Vendors setting up
The market is already thriving at 8 a.m. as vendors and producers finish their set up and are already bragging about how their produce, seafood, cheese, is the best of the season. Because I’m a regular, many vendors and growers greet me as I approach. We engage in cheerful banter about the weather and how good or bad it is for their crops, about their vactaions, my recent trip to Georgia, even a recipe.
I’m eternally impressed at the way each vendor arranges her or his offerings to produce a flowing cornucopia of vibrant colors and textures, proof of the care that went into growing and choosing them. The butchers stand proud behind their displays of meats, sausages, and pâtés; some have chickens and rabbits twirling slowly on a rotisserie which send out mouth-watering aromas that draw customers by the dozens. Flower vendors bunch blossoms into gorgeous bouquets, olive oil producers offers samples, even the herring vendor gives little tastes.
Always a Smile
Nearby, the cheesemongers are constantly at work. It’s easy to underestimate the considerable strength and effort it takes to cut open wheels of cheese or perfectly slice buttery Roquefort with a wire, cut a Livarot in equal parts, or delicately scoop out Gorgonzola. It’s always done with a smile, and if you want to taste before you buy, the wedge you get counts as breakfast!

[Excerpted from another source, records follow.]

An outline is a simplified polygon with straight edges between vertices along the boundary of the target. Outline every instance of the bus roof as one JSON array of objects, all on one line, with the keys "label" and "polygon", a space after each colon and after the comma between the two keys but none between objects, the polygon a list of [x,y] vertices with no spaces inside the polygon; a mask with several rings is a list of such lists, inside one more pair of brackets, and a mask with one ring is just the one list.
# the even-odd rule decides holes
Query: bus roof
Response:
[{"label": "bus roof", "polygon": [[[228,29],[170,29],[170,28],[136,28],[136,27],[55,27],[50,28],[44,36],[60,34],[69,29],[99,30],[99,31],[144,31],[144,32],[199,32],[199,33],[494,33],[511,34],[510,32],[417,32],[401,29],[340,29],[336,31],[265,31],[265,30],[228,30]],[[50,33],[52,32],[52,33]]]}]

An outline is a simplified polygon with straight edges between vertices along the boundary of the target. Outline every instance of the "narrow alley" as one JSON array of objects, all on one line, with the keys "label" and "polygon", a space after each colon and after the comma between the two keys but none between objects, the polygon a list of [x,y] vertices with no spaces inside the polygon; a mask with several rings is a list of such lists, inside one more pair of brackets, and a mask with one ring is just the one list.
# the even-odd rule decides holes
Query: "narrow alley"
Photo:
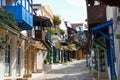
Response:
[{"label": "narrow alley", "polygon": [[75,60],[50,70],[33,80],[92,80],[85,60]]}]

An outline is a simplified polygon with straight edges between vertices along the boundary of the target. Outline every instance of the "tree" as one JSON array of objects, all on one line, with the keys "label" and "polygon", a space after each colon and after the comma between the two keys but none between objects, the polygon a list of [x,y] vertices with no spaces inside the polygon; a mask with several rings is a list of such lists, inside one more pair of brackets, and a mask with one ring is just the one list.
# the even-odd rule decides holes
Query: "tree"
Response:
[{"label": "tree", "polygon": [[54,15],[53,24],[54,24],[54,27],[58,27],[61,24],[61,19],[59,16]]},{"label": "tree", "polygon": [[6,24],[18,31],[21,30],[14,19],[14,15],[10,11],[0,9],[0,23]]},{"label": "tree", "polygon": [[61,34],[61,35],[64,35],[64,34],[65,34],[65,30],[60,29],[60,34]]}]

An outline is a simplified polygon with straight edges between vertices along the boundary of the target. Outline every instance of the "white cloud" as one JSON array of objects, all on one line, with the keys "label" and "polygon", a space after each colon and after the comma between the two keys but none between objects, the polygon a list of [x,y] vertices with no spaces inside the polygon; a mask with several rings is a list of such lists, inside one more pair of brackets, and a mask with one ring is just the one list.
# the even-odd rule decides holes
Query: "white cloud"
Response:
[{"label": "white cloud", "polygon": [[86,3],[85,0],[66,0],[68,4],[72,5],[72,6],[76,6],[79,8],[85,8],[86,7]]}]

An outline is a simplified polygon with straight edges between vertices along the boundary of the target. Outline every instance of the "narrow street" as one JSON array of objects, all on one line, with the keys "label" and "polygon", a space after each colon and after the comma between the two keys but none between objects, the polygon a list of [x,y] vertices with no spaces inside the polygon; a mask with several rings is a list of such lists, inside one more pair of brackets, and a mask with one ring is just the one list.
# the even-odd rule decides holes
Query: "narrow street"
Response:
[{"label": "narrow street", "polygon": [[33,80],[92,80],[85,60],[77,60],[52,69]]}]

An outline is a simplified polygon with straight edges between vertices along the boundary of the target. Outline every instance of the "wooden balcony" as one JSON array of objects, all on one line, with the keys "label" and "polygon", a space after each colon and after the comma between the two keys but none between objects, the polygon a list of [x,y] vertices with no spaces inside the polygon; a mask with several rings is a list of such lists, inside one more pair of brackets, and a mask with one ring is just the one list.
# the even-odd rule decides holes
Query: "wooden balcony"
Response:
[{"label": "wooden balcony", "polygon": [[41,30],[35,30],[35,38],[38,40],[45,41],[45,32],[43,32]]},{"label": "wooden balcony", "polygon": [[106,6],[88,6],[88,24],[99,24],[106,21]]}]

For newcomers, the fish stands can be intimidating, particularly if you’re not accustomed to having your food look back at you! But inhale and smell the brine and you know you’ve got the best, most fresh possible seafood at your disposal. And it’s seasonal, so if you see something you want get it, because it may be gone by the next week.

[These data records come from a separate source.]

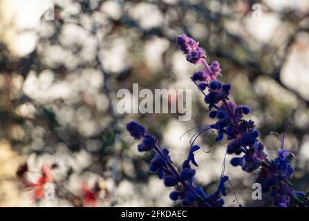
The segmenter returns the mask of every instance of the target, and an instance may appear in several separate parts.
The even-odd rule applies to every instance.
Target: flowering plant
[[[229,141],[227,154],[238,155],[231,160],[232,166],[241,166],[247,173],[260,170],[256,181],[261,185],[263,193],[270,195],[274,206],[309,206],[308,195],[297,191],[289,181],[295,170],[290,164],[289,157],[294,156],[284,149],[285,133],[282,137],[276,133],[281,140],[280,149],[276,159],[269,160],[264,152],[263,143],[259,140],[259,132],[255,128],[254,122],[243,118],[243,115],[250,113],[250,108],[247,106],[236,106],[230,100],[231,85],[223,84],[217,79],[221,75],[220,64],[213,61],[209,65],[206,61],[206,53],[198,46],[198,43],[184,34],[177,37],[176,43],[186,55],[189,62],[203,66],[201,70],[193,74],[191,79],[205,97],[205,103],[210,110],[209,117],[216,119],[216,122],[203,126],[191,139],[188,157],[183,162],[180,171],[171,161],[169,151],[161,149],[158,145],[157,138],[147,134],[144,126],[135,122],[127,124],[127,129],[133,137],[142,140],[138,146],[138,151],[156,152],[150,162],[150,171],[157,173],[166,186],[175,186],[176,190],[169,194],[171,200],[180,200],[182,206],[223,206],[224,200],[221,196],[226,195],[225,184],[227,182],[232,186],[229,177],[224,175],[224,170],[218,189],[214,193],[207,194],[196,183],[196,171],[191,168],[192,166],[198,166],[194,153],[200,149],[194,142],[203,133],[211,129],[218,133],[216,142],[220,142],[225,137]],[[239,205],[241,206],[241,204]]]

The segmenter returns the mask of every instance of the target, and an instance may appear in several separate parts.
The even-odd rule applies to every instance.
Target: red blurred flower
[[[37,182],[35,183],[27,182],[26,188],[32,190],[32,198],[34,200],[43,199],[45,184],[50,182],[51,180],[50,167],[45,165],[41,168],[41,175],[37,178]]]
[[[90,189],[88,185],[82,182],[80,184],[83,206],[96,206],[101,188],[97,182],[95,186]]]

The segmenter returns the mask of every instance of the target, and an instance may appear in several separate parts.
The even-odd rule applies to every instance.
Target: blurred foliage
[[[295,66],[308,63],[309,57],[301,55],[304,61],[300,64],[289,62],[295,51],[301,55],[309,50],[309,10],[302,6],[306,1],[292,7],[282,3],[281,8],[266,1],[241,0],[39,1],[26,3],[33,15],[24,17],[28,21],[39,15],[37,25],[21,28],[15,23],[23,19],[15,8],[16,3],[0,1],[0,6],[0,6],[0,140],[17,155],[19,163],[22,158],[37,171],[48,155],[51,164],[63,162],[59,164],[64,165],[64,171],[72,170],[82,180],[89,173],[102,177],[111,194],[107,206],[171,205],[168,190],[148,171],[150,156],[136,153],[136,144],[132,144],[124,125],[131,119],[141,122],[163,145],[176,144],[171,153],[178,159],[187,154],[189,146],[177,143],[181,133],[209,123],[207,106],[196,92],[189,122],[176,122],[177,114],[123,115],[115,110],[116,93],[121,88],[131,91],[133,83],[151,90],[195,90],[189,76],[198,68],[186,63],[174,42],[176,36],[184,32],[200,41],[209,61],[221,62],[223,80],[233,86],[232,98],[252,108],[250,117],[270,155],[279,141],[270,133],[282,133],[286,122],[292,122],[286,148],[300,154],[302,162],[294,183],[308,190],[309,97],[301,87],[286,84],[283,77],[297,75]],[[256,3],[263,6],[259,21],[252,21],[252,6]],[[41,8],[35,11],[34,4]],[[50,6],[55,19],[46,21],[44,12]],[[8,16],[3,8],[15,10],[16,14]],[[266,32],[257,32],[264,28]],[[30,37],[23,41],[19,39],[23,35]],[[31,42],[34,46],[27,48]],[[23,46],[30,49],[25,52]],[[284,74],[288,66],[295,73]],[[211,150],[201,159],[213,160],[200,173],[213,174],[209,169],[221,166],[218,155],[223,148],[212,146],[213,137],[209,133],[200,137],[200,142]],[[3,148],[0,144],[0,152]],[[64,156],[59,159],[58,155]],[[15,167],[16,171],[18,166]],[[238,198],[245,200],[243,204],[251,204],[248,184],[253,177],[235,173]],[[210,177],[198,180],[207,189],[217,181],[218,177]],[[6,179],[15,184],[14,177],[14,172],[9,177],[1,175],[0,189],[4,189]],[[230,205],[235,205],[232,201]],[[18,200],[3,202],[1,204],[22,205]]]

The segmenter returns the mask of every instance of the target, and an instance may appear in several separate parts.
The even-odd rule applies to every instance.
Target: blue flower
[[[178,198],[179,198],[179,191],[171,191],[169,193],[169,197],[173,201],[177,200],[178,199]]]
[[[198,164],[196,163],[196,162],[195,161],[195,158],[194,158],[194,152],[198,151],[198,149],[200,149],[200,147],[197,145],[194,145],[190,148],[190,151],[189,152],[189,155],[187,157],[187,160],[190,162],[192,162],[192,164],[196,166],[198,166]]]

And this is the secret of the French market. You get the best and most fresh because everything flows according to the season. And although it’s obvious that everyone who sets up at the market works hard, there is a camaraderie among them, and each is proud of what they produce and sell so it seems effortless.
Let Me Show You a Paris Market
Some of my favorite moments are taking visitors on a tour of a Paris market. I love to give the insider’s look, introduce the vendors and their produce or wares, and gather the season’s tastes to enjoy. It makes for a wonderful morning. Contact me at firstname.lastname@example.org
CONFIT OF PEPPERS
Until you get to Paris, here is a delicious condiment to make, using either these sweet, snaky peppers that a honey, smoky flavor. Here I use Doux des Landes variety; in the U.S. you can get seeds from Johnny’s Selected Seeds for Corno di Toro.

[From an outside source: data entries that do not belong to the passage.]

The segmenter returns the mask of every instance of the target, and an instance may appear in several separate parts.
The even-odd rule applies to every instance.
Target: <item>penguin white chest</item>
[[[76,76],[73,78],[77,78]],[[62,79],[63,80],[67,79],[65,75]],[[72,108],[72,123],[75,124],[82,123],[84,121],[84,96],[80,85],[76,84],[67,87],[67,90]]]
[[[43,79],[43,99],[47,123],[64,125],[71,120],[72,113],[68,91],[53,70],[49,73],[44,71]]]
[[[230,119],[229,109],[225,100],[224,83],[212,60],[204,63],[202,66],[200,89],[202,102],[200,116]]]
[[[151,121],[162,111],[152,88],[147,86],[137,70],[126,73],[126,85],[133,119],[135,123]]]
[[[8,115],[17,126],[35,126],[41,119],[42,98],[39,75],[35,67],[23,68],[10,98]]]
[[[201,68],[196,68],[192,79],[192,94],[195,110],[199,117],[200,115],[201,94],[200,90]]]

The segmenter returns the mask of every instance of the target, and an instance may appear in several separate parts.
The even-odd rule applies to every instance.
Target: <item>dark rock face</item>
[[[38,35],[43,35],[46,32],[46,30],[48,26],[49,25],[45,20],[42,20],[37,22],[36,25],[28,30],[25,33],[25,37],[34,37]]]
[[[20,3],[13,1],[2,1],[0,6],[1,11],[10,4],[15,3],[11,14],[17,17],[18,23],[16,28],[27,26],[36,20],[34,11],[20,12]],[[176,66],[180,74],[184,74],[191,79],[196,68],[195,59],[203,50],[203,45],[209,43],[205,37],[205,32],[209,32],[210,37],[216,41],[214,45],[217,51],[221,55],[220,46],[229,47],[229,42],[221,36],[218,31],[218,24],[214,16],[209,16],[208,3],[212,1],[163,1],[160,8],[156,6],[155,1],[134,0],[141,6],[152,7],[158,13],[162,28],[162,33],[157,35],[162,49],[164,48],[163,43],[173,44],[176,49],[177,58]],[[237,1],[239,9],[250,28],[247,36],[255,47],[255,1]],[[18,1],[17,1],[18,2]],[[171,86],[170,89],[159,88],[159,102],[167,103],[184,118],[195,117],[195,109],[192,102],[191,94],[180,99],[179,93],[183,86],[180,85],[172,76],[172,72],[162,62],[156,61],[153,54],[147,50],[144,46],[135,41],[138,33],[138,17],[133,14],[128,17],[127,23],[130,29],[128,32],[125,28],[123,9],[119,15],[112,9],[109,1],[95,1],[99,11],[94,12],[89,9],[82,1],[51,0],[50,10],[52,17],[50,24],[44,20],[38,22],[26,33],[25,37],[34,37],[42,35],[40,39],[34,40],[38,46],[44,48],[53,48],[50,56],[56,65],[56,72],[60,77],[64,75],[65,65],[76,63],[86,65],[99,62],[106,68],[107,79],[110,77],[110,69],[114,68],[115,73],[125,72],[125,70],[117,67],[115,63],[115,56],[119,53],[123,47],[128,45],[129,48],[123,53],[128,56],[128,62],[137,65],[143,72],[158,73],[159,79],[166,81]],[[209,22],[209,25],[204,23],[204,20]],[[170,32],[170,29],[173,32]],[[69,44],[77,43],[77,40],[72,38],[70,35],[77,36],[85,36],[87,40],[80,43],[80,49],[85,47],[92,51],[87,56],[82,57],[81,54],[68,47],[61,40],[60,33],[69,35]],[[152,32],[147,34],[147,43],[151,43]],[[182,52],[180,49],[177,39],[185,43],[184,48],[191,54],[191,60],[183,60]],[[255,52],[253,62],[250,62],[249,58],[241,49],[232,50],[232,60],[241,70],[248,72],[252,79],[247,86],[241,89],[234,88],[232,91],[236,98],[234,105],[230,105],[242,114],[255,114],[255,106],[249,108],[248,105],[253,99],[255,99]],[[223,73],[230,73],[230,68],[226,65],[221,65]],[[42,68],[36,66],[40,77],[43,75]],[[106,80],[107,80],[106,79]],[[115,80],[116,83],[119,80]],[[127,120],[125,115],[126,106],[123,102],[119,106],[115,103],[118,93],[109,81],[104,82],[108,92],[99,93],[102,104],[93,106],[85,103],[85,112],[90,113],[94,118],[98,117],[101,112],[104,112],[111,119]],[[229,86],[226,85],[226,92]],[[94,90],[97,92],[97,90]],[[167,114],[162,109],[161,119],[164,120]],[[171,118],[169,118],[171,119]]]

1/4 cup (60ml) extra-virgin olive oil
5 large red bell peppers, rinsed, seeds and pith removed, diced
Coarse sea salt, to taste
Flat leaf parsley or fresh basil leaves – for garnish
1. Place the oil and the peppers in a heavy-bottomed skillet over medium heat and stir until the peppers are coated with the oil. Season with a generous pinch of salt and cook, stirring, until the peppers begin to sizzle. Reduce the heat to low, cover and cook, stirring occasionally, until they are very tender and almost melted, 30 to 45 minutes. Remove from the heat and adjust the seasoning. Serve immediately as an appetizer, with freshly toasted bread, or as a dip with freshly sliced vegetables.